A vizinha bateu à porta para me mostrar algo. Minutos depois, eu olhava para o teto da sua lavanderia. Uma roda de mofo e umidade exatamente abaixo do meu aquecedor de água. Decididamente não é a melhor maneira de começar um sábado.
Aquele borrão redondo verde-acinzentado parecia um olho maligno e agourento me espreitando. .
À noite sonhei com a mancha, com a minha gerente do banco negando um empréstimo e com um vampiro trajando macacão de oficina.

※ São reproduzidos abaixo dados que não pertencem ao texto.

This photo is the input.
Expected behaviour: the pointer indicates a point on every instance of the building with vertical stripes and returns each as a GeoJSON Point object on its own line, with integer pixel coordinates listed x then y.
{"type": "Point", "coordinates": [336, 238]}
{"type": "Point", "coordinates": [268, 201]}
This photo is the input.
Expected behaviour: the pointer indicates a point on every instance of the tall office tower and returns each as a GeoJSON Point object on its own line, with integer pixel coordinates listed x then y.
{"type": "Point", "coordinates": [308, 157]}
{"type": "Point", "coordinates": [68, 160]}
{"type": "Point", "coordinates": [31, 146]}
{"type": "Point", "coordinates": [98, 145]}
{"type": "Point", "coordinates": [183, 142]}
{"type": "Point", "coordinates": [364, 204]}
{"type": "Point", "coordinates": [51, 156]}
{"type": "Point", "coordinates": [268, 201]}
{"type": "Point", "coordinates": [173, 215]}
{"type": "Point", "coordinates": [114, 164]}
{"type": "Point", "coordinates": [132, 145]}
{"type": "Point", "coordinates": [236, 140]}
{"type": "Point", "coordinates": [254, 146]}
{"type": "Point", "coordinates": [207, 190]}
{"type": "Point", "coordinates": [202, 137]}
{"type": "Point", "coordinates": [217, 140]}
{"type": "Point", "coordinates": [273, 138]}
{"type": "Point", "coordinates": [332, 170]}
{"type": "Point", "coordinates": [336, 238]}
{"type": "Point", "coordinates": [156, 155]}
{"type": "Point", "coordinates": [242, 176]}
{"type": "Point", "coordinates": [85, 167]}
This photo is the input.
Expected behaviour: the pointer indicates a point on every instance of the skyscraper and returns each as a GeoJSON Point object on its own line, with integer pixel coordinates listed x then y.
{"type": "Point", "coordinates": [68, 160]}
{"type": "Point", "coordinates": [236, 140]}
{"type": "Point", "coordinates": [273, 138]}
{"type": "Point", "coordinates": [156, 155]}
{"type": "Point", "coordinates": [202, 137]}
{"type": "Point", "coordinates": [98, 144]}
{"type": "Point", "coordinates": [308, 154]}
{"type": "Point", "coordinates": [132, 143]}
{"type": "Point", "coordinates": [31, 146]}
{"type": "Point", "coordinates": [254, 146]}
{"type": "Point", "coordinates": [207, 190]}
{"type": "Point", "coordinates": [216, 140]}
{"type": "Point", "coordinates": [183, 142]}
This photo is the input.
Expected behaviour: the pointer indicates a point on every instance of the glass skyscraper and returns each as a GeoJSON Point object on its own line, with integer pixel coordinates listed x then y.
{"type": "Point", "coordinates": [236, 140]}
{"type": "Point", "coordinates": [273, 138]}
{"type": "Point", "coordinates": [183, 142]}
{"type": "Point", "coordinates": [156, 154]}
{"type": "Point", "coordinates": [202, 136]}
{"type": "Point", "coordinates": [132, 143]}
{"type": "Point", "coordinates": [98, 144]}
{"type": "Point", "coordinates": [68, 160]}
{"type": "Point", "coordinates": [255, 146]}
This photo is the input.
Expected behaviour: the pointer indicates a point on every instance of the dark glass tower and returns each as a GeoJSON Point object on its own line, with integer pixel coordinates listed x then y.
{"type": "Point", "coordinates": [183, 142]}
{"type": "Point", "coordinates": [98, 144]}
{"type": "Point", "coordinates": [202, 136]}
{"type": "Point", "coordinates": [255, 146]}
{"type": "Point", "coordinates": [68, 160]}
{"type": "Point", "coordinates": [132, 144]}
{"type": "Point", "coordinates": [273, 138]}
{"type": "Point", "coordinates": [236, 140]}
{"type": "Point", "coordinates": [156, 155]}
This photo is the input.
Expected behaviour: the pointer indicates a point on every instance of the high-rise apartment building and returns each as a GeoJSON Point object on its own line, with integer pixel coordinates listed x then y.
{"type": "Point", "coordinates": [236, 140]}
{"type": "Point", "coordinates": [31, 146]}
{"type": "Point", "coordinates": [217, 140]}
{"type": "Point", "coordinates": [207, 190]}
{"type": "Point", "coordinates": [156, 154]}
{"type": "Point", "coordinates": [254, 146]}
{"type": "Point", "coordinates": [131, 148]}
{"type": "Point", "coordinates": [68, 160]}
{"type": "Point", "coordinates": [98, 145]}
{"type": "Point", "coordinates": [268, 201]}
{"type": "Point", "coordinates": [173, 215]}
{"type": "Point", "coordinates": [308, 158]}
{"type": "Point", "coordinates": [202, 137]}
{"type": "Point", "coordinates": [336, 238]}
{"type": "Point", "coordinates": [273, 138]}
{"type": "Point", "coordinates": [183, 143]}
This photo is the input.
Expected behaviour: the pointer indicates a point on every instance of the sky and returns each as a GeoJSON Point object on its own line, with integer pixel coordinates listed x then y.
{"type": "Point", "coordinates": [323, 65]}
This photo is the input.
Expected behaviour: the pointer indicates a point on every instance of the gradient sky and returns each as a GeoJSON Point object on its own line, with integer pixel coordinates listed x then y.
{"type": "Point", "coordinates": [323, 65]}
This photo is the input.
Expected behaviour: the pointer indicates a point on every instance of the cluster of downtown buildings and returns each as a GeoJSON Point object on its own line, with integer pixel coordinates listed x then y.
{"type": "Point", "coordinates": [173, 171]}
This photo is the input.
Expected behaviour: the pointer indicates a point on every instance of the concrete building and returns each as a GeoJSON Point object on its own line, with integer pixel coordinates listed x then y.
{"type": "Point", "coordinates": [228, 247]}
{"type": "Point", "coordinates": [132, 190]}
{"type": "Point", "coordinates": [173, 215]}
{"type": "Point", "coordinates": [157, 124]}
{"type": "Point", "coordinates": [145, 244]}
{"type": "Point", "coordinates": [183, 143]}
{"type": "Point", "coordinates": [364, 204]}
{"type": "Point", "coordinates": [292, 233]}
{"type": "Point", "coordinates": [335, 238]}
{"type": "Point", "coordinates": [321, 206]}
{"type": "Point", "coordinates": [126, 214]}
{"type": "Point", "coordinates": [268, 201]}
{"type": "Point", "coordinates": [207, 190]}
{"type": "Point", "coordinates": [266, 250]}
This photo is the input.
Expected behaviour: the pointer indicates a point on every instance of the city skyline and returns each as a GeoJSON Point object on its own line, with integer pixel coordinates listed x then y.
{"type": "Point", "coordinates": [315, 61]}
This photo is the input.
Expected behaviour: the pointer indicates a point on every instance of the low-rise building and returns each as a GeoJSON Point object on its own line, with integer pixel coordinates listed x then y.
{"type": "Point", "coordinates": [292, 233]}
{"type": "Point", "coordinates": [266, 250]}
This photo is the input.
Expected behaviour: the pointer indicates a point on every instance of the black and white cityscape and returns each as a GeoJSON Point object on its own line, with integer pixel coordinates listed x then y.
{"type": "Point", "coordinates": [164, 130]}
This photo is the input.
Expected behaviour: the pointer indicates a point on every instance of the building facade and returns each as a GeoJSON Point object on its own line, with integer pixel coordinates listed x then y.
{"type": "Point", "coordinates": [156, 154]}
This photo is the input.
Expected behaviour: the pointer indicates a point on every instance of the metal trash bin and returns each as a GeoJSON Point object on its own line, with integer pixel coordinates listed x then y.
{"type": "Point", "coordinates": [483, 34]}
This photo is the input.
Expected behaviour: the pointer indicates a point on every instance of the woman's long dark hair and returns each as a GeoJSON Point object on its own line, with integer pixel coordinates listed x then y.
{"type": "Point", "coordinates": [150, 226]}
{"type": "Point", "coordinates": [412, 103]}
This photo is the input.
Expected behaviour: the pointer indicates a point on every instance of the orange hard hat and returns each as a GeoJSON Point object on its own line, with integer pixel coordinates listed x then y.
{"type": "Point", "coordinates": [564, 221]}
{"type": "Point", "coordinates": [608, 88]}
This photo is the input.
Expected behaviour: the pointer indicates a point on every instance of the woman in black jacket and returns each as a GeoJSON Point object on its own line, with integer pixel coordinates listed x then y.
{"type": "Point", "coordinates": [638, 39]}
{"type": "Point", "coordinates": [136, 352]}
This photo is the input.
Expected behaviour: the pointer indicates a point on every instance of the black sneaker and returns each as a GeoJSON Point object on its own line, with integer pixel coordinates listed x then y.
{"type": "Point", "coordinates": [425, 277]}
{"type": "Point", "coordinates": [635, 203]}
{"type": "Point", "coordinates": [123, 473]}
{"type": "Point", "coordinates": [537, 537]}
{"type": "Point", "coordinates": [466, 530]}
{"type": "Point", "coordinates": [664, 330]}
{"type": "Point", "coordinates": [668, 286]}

Segunda-feira recebi uma firma de encanamento. Mal olharam e veio o veredito. A receita era arrancar tudo, do piso a teto, para trocar as juntas homocinéticas digitais e a tubulação esclerosada por sais clorados e ferrugem iônica. Algo simples, a parte deles era dez mil reais. Demolição e troca do encanamento. Para a reconstrução indicaram um parceiro que por aproximadamente uns dez mil, fora o material e as taxas de IPVA, INSS e PQP, resolveria o caso. Eles geralmente dão garantia, mas não em prédios da Idade Média como o meu.
A segunda firma era de aquecedores de água. O técnico disse que eu tinha uma relíquia. O meu aparelho não é mais usado desde a Guerra do Paraguai. Teria que trocá-lo e mais os canos. Os atuais são incompatíveis com o fluxo dinâmico energético da bomba de pressão ergonômica hidrostática que vem acoplada. A parte deles era de quinze mil, sem envolver a troca do piso, da parede e do teto e a impermeabilização a laser e ácido hialurônico. Seis meses de obra e duas semanas de garantia. Ao sair meu deu os pêsames e um cartão da esposa que é corretora de imóveis, caso eu optasse mudar de residência.
A terceira firma era de engenharia, faria o processo todo. A troca do aparelho, das paredes, do piso, da laje, da robimboca da parafuseta, mais a manta asfáltica de acetato de tungstênio ficaria por trinta e cinco mil reais. Poderia pagar à vista sem desconto ou em duas parcelas de vinte. A garantia deles é quântica, ora eles dão, ora não dão. Para mim caiu o não. Ao sair me disseram que nesses casos, pela experiência deles, seria bom que o contratante frequentasse um psiquiatra e usasse antidepressivos durante a execução da obra.
Estava ligando para o psiquiatra quando chegou o Victor. Um faz-tudo engenheiro amador que chamo para consertos. Ele olhou para o aquecedor e mostrou-me uma tênue linha junto à parede saindo do aparelho. Constatou um mínimo vazamento que não pingava e sim escorria por um dos canos. Depois a água descia pelos azulejos e seguia para uma falha no rejunte do piso. Trocou a borrachinha que veda a junção dos canos e parou o vazamento.
Perguntei o valor do conserto. Ele disse que isso não era nada, pois nem gastou cinco minutos. Iria cobrar só o valor da visita. Não entendeu quando lhe paguei três visitas a título de presente de desaniversário.